The net number of jobs AI is eliminating each month is shrinking. That sounds like good news. It isn’t — at least not for Gen Z.
Two months ago, Goldman Sachs economists estimated that artificial intelligence was wiping out roughly 16,000 net U.S. jobs per month, with entry-level and young white-collar workers bearing the brunt. Goldman’s latest AI Adoption Tracker, released Friday, puts that net figure at around 11,000 jobs per month. Progress, on paper. But the reason the number improved has almost nothing to do with AI slowing its march through white-collar work. Rather, it has to do with hard hats and conduit wire — and the offset may not be so permanent.
Data center construction — the physical infrastructure required to run the AI systems displacing office workers — has added 212,000 jobs since 2022 and is now generating roughly 9,000 new positions a month, according to Goldman economists Sarah Dong and Joseph Briggs. That looks like electrical contractors, HVAC specialists, and utility and commercial building construction workers.

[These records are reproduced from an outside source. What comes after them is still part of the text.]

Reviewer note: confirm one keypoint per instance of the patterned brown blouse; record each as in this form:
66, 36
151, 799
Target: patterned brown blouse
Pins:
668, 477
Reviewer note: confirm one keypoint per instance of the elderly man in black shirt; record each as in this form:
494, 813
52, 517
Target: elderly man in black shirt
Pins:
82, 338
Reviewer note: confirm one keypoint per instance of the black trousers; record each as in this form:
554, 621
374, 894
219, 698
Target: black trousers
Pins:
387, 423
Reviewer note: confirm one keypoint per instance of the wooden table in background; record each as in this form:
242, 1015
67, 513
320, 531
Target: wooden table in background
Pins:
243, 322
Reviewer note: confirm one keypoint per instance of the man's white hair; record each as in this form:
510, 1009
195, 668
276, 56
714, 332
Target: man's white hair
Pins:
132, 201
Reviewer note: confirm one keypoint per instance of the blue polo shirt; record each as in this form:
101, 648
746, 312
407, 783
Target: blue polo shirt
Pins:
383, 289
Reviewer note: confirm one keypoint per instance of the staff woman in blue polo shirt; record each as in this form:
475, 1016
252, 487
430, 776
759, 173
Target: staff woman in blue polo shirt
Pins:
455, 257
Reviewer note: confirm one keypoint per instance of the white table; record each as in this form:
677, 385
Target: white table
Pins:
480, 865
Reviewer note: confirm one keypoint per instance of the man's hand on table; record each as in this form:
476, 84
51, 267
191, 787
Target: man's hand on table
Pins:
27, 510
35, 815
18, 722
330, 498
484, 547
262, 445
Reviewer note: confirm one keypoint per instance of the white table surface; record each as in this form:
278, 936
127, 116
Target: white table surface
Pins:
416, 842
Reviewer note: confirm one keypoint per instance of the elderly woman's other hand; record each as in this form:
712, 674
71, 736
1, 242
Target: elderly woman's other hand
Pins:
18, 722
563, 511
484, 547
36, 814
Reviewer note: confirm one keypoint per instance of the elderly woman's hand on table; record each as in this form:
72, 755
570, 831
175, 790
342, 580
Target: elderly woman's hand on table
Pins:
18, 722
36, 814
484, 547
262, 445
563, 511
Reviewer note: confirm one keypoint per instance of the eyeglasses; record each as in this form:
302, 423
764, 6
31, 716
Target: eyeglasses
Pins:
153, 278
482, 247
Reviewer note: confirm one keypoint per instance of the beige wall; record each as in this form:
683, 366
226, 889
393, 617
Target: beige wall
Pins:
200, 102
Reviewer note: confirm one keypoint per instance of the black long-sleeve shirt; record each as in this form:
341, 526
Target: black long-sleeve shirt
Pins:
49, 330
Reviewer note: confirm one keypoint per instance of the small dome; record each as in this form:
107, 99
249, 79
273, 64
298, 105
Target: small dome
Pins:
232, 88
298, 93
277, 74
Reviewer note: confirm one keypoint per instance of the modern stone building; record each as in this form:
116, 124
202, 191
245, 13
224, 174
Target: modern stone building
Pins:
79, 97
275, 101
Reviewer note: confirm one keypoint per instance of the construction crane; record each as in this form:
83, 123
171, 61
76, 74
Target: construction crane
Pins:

Experts who study the data center labor market, though, warn that these probably aren’t lasting jobs — once the data center buildout is done, employment shrinks. The American Edge Project estimates the data center boom will generate roughly 4.7 million temporary construction jobs — but only around 697,000 permanent operations positions. Once a facility is running, the ongoing workforce is lean: technicians monitoring servers, facility engineers managing cooling systems, security and maintenance staff.